The beginning of college is this bizarre time where the instincts that have gotten you thus far in life are upended the moment you get off the plane, replaced by fear, discomfort, and a lack of trust in what you know you can do. It doesn’t even matter how much confidence you’ve carried over from senior year of high school; college hits you hard. The first week alone is a barrage of meeting new people, pretending you know where you’re going at night, and attempting to convince yourself the thing you are eating at Commons is chicken, and not a slimy animal byproduct marinated in dirt and grilled in the smoky depths of Satan’s least favorite restaurant in Hell.

During freshman year you are making a countless number of decisions—housing, classes, dining plans, roommates, parties, clubs, friends, rush, which kind of cereal to take in mass quantities from McClelland (answer: Froot Loops, Apple Jacks as a backup, off-brand Frosted Flakes if it’s a desperate situation).

And so it can be hard to keep your own personal compass intact as you transition to a new world, new place, and a new life. I know that I spent far too long hanging on to the words of those I thought would make my life easier, better, or smoother; girls who knew which frats were the most fun, upperclassmen who told me what classes I should take to fulfill a requirement, friends who told me who was fun and who wasn’t (spoiler alert: most of them weren’t fun and that friend wasn’t really a friend).

It took me a long time to trust myself. I was kind of embarrassed in realizing the way I’d been acting, because for so long the thing I trusted most about myself was my ability to know what I wanted, and to do that and nothing else. I was frustrated, mad that I was playing other people’s games, and sad that I couldn’t seem to make the same headway in feeling at home in college that those around me were making. I didn’t trust my own judgment over others who I thought had more expertise.

And so it took a while for me to unearth my personal compass from the hole of self-doubt I had buried it in, dust it off, and use it to guide myself away from overly competitive Political Science majors and people who refused to drink the tap water (“I just don’t trust it,” they said, to my abject horror, as they sipped from a giant Evian water bottle.) It took me a long time to preserve and nurture my own instincts, to trust my own mind to know what was best for myself, and to override those who said IF I DIDN’T TAKE MY WRITING SEMINAR freshman fall all would be lost.

So, my actual advice:

 Keep your own compass intact as you transition to this new world; it is one of the only things that will help you stay you while everything else around you changes.

When you find yourself not really sure about how things are going, pause and take a look around at the decisions you’re making. When you find yourself drifting, floundering, even drowning, hone in on what you know and what you feel, and trust that over everything else.
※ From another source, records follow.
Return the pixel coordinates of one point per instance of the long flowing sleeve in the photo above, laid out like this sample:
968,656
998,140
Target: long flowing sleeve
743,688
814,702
Don’t shove your feelings aside in the name of accelerating your college life as quickly as possible. Don’t ignore fundamental truths about yourself as you look to make new friends. Listen to yourself. Adjust.

Give things and people a chance, but don’t have a panic attack when you get put in a recitation that’s not the one your junior friend recommended, don’t listen to that girl in your seminar who tells you seven thousand absolutes about Greek life, and don’t listen to anyone who says going abroad makes you irrelevant (I heard this during my freshman year and I kept a smile on my face while internally repeating “I BEG your pardon” and turning into a silently raging pile of dissent).

And do not listen to anyone who says you should like someone. FYI: a lot of people are terrible—and sometimes your friends don’t realize that, or you don’t realize that, or no one realizes that until that person lists their SAT II scores to you at a late night study break.

 If this sounds dumb, don’t listen to me! Do whatever you want! It’s your life, your college experience, and it will be all the better if you listen to yourself rather than a proselytizing upperclassman writing an "Advice to Freshmen" piece.